The high pressure system will be overhead Monday, and it will be a pleasant summer day with nearly-clear skies, a light northwest wind, comfortable humidity, and highs in the mid 80s. Monday night will see the high shift east of Tompkins County, so light winds will turn to come out of the southwest, but otherwise it will be mostly clear with lows in the low 60s.
A weak shortwave (pulse of atmospheric instability) will works its way across the Southern Tier from northwest to southeast Tuesday, and this will help drive the southwesterly wind ahead of it, allowing warmer and more humid air to move into the region. Expect a muggy day with mostly sunny skies early and highs rising into the mid 80s, but as the shortwave passes through, clouds will grow and thicken and some scattered showers and thunderstorms will pop up in the afternoon and evening hours, though these don’t look to be all that widespread in short-range models. The short wave will pass through during the evening hours and showers will taper off by midnight, with partly cloudy skies overnight Tuesday and lows in the low 60s.
High pressure will once again build in for Wednesday, this time south-southeastward from Ontario and Quebec. This will bring in some cooler air, though still rather humid, with a high around 80°F with partly cloudy skies. A fast-moving Canadian low will begin to push in Wednesday night, with a few showers possible by Thursday morning as skies turn from partly to mostly cloudy. Lows Wednesday night will be in the low 60s.
Thursday looks to be the day with the highest chances for significant rain this week as a cold front extending from that Canadian low sweeps across Upstate New York during the afternoon and evening hours. There will be scattered showers and thunderstorms throughout the day, though by no means will it be a washout, with most areas remaining in the 0.1-0.25″ range for new rainfall. It will otherwise be mostly cloudy with highs in the low 80s. As the front passes, rain showers should shut down by midnight, with partly cloudy skies and lows in the upper 50s.
Friday will feel rather refreshing as some climatologically cold air comes in behind the low as part of a large and strong high pressure system sinking into the Great Lakes from Canada. The northwest breeze should keep highs in the low to mid 70s in and around Ithaca, with comfortable humidity and mostly clear skies. Friday night will see mostly clear skies and lows in the mid 50s.

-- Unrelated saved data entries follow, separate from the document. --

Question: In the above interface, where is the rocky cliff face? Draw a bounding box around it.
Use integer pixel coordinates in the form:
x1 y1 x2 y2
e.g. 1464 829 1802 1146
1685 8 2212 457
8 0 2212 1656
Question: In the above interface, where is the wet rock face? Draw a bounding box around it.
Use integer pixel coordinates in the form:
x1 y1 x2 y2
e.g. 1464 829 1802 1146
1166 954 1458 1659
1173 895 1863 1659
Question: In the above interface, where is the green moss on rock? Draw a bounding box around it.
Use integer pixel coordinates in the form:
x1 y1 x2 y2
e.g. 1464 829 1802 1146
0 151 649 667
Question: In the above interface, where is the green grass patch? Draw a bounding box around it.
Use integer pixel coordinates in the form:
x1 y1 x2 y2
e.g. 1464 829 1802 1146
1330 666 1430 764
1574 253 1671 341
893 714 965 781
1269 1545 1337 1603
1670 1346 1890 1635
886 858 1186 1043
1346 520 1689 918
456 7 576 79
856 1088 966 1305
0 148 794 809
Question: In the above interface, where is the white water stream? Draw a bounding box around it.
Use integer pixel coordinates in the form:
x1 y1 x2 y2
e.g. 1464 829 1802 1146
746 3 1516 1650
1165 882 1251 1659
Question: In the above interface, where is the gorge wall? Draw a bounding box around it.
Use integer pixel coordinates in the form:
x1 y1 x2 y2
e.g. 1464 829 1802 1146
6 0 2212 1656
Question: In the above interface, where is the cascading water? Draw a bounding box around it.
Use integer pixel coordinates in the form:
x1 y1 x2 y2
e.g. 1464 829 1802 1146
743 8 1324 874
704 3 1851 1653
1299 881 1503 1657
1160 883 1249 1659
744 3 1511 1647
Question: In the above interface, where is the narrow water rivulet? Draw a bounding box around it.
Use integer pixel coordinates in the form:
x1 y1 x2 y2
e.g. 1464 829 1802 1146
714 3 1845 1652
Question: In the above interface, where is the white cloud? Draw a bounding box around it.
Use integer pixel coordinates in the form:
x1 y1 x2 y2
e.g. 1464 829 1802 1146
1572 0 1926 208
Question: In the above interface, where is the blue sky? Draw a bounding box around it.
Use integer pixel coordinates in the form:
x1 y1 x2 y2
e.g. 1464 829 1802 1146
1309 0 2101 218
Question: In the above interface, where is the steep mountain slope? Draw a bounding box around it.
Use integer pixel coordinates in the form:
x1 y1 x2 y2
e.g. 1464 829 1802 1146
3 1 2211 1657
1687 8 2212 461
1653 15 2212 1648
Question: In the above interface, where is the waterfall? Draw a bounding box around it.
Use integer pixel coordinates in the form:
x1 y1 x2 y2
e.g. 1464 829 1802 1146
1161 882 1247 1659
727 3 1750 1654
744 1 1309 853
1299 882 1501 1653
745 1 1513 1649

That high pressure system will remain firmly in place through the weekend and into early next week, keeping the atmosphere stable and temperature near to perhaps a little below normal. Expect mostly clear to partly cloudy skies both Saturday and Sunday, with highs in the mid to upper 70s and overnight lows in the mid 50s.
It should be noted that with that high becoming somewhat entrenched over the Western Great Lakes, things here will likely remain on the climatologically cool side, which isn’t saying much given that late July and early August are locally the warmest time of the year, so we’re talking mid to upper 70s vs. the low to mid 80s we’d expect. This air will be a continental dry air mass, so precipitation will likely be less than normal as we head into August.
However, given the clockwise rotation of the high, lots of hot air from the South will be pumped into the Mississippi River Valley and the Great Plains, which could result in dangerous heat from the Dakotas down to Louisiana, and separately the continued ridge in the Northwestern continental United States will result in a heat dome of hot desert air, though the wildfire threat should be marginal thanks to Pacific Ocean monsoon moisture being advected into the region. As we saw this past week, fires that develop could release large amounts of smoke that could travel downstream and result in poor air quality, so we’ll have to keep an eye on that as the Western wildfire season gets closer to its late summer-early fall climatological maximum.